Program Explanation

• Observe the first statement, which is

  implicit none
  

  This statement enforces type checking. Otherwise implicit types are assumed, i.e., undefined variables whose names begin with i, j, k, l, m, and n are assumed integers, whereas all the other undefined variables are assumed real. We don't want that, because it can easily lead to programming errors.
• The next step is to define a new derived Fortran type, which we're going to call node.
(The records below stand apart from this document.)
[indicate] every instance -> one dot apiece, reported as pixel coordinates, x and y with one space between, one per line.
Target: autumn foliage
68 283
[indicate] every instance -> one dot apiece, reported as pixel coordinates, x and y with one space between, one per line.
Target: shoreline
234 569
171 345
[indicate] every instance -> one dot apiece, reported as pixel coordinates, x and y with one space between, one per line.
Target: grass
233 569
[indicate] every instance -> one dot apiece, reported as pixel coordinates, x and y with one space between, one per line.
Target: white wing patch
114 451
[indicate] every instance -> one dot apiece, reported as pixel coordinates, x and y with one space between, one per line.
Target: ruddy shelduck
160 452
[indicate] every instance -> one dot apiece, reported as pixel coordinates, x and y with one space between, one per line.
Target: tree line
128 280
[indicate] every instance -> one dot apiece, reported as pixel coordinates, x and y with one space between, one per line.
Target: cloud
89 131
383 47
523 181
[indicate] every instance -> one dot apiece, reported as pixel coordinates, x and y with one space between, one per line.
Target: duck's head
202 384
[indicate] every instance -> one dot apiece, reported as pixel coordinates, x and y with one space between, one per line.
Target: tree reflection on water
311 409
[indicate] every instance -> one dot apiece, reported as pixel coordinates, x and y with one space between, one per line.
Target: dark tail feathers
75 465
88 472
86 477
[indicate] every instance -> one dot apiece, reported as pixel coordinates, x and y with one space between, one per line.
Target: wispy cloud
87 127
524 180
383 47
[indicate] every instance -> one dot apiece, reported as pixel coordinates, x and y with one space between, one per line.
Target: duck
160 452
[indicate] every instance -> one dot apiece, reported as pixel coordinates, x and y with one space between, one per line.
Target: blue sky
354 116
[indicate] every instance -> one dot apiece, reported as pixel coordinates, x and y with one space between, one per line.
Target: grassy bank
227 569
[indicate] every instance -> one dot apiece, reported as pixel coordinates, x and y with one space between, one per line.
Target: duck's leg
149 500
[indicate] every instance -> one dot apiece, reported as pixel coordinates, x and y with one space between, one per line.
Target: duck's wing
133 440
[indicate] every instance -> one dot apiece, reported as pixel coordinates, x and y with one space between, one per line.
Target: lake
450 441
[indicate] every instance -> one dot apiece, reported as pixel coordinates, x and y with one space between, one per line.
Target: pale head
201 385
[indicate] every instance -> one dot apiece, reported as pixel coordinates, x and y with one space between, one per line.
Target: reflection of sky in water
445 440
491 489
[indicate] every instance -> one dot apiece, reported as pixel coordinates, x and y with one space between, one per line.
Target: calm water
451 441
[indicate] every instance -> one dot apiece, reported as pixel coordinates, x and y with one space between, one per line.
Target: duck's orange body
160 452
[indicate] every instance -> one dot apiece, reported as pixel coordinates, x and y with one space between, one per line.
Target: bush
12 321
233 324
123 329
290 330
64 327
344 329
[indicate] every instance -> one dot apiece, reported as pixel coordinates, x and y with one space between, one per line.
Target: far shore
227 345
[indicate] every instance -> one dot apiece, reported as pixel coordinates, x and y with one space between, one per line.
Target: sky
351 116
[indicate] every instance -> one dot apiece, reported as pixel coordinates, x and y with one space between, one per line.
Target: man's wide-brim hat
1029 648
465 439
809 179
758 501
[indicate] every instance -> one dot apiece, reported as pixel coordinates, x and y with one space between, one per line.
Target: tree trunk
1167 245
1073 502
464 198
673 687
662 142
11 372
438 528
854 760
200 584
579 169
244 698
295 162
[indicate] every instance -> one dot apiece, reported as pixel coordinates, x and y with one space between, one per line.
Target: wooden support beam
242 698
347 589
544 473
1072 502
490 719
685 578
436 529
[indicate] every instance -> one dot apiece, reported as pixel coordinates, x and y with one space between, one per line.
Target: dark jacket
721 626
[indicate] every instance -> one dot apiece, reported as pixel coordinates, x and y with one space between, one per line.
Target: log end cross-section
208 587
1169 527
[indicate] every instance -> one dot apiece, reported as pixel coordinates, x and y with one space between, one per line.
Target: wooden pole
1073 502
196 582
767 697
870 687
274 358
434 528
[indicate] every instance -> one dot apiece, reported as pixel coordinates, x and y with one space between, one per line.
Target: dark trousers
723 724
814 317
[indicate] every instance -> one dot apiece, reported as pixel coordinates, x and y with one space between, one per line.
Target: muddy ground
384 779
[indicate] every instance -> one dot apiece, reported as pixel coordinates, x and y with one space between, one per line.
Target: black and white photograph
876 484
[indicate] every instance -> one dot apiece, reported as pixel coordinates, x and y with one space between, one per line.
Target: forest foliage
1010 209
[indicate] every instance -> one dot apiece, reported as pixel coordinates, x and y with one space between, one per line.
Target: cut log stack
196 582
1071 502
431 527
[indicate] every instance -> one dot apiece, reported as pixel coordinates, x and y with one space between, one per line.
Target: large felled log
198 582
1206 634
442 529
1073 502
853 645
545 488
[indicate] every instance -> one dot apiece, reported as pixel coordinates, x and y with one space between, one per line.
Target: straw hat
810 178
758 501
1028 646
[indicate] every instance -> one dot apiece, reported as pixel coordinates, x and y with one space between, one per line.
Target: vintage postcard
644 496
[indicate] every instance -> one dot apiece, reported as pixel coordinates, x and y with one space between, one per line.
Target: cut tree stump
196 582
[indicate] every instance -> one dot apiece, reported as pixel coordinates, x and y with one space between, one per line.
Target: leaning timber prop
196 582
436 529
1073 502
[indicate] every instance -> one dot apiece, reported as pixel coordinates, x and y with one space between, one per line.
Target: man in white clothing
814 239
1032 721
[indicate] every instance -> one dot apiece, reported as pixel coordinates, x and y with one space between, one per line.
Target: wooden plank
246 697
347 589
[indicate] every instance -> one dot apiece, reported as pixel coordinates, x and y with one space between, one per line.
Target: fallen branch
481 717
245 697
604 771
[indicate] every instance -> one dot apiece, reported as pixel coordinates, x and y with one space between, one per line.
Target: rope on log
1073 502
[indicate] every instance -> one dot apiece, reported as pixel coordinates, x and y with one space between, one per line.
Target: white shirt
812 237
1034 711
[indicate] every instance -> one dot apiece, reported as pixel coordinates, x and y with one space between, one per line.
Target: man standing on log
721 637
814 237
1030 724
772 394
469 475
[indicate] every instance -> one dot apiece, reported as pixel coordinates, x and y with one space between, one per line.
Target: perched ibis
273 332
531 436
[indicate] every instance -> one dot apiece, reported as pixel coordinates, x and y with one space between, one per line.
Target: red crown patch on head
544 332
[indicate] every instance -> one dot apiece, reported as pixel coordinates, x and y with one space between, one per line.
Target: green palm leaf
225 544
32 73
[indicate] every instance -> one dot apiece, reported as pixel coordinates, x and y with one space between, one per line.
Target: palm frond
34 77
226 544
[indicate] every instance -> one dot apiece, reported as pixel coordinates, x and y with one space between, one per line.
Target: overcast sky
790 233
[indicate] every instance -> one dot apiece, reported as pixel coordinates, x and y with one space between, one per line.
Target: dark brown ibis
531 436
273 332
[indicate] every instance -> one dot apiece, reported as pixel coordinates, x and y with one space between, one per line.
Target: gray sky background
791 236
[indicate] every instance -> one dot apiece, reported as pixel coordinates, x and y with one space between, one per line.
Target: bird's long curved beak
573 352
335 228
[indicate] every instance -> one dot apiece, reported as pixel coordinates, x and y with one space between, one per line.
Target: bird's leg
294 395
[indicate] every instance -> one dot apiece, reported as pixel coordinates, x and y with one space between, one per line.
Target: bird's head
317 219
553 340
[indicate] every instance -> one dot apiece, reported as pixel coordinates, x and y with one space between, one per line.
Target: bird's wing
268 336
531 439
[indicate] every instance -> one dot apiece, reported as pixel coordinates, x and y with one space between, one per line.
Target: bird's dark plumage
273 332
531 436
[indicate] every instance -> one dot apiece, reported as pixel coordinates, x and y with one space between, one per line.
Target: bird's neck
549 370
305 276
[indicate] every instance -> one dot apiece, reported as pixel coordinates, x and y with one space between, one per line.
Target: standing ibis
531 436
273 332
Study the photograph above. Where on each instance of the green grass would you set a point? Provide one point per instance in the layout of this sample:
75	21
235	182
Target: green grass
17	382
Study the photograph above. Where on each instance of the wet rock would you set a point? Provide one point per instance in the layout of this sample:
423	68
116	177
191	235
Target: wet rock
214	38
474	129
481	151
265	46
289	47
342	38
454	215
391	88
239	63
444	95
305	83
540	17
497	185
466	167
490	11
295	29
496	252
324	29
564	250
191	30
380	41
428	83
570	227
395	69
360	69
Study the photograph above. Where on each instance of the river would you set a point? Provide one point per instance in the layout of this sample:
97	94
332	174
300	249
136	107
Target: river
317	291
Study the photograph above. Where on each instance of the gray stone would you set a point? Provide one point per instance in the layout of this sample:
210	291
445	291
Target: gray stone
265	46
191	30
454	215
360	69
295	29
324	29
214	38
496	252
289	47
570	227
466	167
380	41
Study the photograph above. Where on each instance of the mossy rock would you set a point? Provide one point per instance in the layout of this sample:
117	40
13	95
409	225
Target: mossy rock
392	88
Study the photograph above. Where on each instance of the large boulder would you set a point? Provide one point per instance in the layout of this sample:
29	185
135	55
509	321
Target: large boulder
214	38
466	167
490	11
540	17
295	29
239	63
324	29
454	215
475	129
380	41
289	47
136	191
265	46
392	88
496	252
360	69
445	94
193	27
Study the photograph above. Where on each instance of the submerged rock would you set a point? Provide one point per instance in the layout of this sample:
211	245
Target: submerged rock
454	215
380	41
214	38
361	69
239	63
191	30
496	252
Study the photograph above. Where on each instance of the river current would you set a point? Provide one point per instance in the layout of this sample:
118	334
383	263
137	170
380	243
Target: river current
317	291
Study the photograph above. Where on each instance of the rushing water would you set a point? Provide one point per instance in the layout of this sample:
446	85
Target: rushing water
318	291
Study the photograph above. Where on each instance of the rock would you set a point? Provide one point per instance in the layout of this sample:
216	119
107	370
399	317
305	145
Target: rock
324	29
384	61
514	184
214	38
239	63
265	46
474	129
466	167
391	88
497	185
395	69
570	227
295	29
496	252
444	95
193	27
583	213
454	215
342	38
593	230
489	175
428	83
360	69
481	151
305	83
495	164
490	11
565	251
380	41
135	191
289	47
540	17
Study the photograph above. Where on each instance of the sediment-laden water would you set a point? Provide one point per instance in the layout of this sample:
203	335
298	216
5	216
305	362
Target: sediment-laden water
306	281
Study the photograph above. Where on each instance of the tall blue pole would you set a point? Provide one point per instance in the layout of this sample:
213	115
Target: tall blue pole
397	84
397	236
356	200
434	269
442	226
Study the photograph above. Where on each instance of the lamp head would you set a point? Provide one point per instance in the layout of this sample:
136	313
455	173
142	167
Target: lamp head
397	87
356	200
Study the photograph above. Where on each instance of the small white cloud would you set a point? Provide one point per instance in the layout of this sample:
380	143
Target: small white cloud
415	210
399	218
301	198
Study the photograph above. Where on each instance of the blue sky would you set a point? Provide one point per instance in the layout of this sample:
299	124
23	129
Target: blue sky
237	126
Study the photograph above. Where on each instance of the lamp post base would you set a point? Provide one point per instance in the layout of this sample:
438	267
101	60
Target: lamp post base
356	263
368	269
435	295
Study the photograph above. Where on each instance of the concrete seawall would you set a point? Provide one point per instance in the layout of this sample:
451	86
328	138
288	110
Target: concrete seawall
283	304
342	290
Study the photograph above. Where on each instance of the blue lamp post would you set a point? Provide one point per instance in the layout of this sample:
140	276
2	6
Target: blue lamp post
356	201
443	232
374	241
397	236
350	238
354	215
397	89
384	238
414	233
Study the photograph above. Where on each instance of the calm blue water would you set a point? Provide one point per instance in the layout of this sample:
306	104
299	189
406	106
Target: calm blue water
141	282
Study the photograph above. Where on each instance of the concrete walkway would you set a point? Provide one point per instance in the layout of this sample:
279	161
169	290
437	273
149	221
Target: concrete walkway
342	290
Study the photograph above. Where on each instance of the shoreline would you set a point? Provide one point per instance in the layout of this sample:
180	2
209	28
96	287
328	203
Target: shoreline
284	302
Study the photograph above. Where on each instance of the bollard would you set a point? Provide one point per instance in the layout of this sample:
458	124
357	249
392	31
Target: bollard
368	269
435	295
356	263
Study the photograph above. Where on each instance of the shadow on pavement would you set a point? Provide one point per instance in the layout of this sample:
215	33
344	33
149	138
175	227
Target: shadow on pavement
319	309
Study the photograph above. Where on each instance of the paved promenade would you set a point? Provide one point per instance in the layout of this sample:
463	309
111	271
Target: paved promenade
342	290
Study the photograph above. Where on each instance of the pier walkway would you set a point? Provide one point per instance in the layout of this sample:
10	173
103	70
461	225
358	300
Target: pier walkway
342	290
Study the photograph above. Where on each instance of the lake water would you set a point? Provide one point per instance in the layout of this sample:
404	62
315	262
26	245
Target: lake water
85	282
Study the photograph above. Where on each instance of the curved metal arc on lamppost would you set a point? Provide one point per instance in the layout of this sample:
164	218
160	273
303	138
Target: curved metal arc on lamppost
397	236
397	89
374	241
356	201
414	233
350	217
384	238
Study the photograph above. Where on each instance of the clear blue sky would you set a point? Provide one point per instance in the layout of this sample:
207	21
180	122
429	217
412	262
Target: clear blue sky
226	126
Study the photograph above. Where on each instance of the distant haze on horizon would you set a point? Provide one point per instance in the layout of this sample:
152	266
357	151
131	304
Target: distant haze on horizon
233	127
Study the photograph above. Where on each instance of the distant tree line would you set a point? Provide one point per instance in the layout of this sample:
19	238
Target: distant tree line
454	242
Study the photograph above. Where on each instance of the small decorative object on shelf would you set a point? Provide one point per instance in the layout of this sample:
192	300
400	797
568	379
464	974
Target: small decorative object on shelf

A data of type node will be a node in a linked list. In this case our derived type node has 4 components, of which 3 are reals and one is a pointer that will point to the next occurrence, somewhere in the memory of the computer system, of a data of this type - thus forming a list of elements linked with pointers.
• Observe that the definition of type node is recursive - this is always the case with linked lists and trees.
• We then define two pointers that will eventually point to objects of type node:

    type(node), pointer :: list, first
  

  We must always keep the address of the first element of a linked list stored safely somewhere, because if we lose that, the whole data set will become dereferenced, i.e., lost.
• There is nothing new about the remaining definitions, so we can proceed directly to the first executable statement.
• The program opens a data file, whose name, in this case, is hardwired.
• Assuming that the file has been successfully opened for reading (also observe the required file status 'old': this means that the file must already exist - it is possible to open a new file for reading, although it is hard to tell what one can read from such a file) we allocate the first object of type node and set its pointer component to point nowhere with the nullify statement:

    allocate(list); nullify(list%next)
  

• At the same time we make first point to the same object:

    first => list; count = 0
  

  Observe the new symbol =>, which means that first has been assigned an address of object that is now referenced by list. Once we have allocated list, list is no longer a pointer. It is now an object, which may become a target for another pointer, in this case, first.
• In Fortran pointers once they have been allocated they cease to be pointers and become normal data items instead. So they're really polymorphic creatures, which at various times are different things. Because an allocated pointer is no longer a pointer, you cannot do a thing such as:

    first = list
  

  Instead you have to do:

    first => list
  

  The meaning of this operation is

  a pointer points to ( $\Rightarrow$) an object

• Now we enter a loop. This is a non-terminated loop that loops forever until something special happens inside that gets us out of there.
• What happens inside is that we read lines of input. Every line is supposed to have 3 floating point numbers in it, which we read on

  list%x, list%y, list%sigma
  

  the three floating point number slots of the object that is currently referred to by the name list.
• When the end of file is reached, the end=100 condition fires up and the program jumps to label 100. There is no other portable way to process end of file condition in Fortran.
• Once the record has been read we increment the counter and allocate space for the next node of the list. That object is now placed in list%next so that we can locate it by marching along the list. At the same time we redirect the list pointer itself so that now it points to list%next, and within this newly created object we nullify the pointer slot. We need to do that, so that when the list ends we have some means of ascertaining that.
• Having read all the data from the file, we close it, and, since now we finally know how much data we have, we allocate arrays for it.

       allocate(x(count)); allocate(y(count)); allocate(sigma(count));
  

• Next we redirect list to point back at the first object, and march along the list. This time hitting a pointer that is no associated with any object terminates the march. That's why we've been always careful to nullify the pointer in a newly allocated object.
• As we march through the list, we write the records on standard output, and, at the same time copy the data from the list to appropriate slots in the arrays x_i, y_i, and $\sigma _i$.
• The last loop simply writes the arrays on standard output.
• Like in C and in C++ there is no garbage collection in Fortran. If you dereference accidentally or on purpose the beginning of the list, you'll lose access to the data, but you will not be able to reclaim that space either. To reclaim it, you must walk backwards through the list deallocating every node. For that to work the nodes should have a pair of pointers, pointing in both directions of the list, for every node.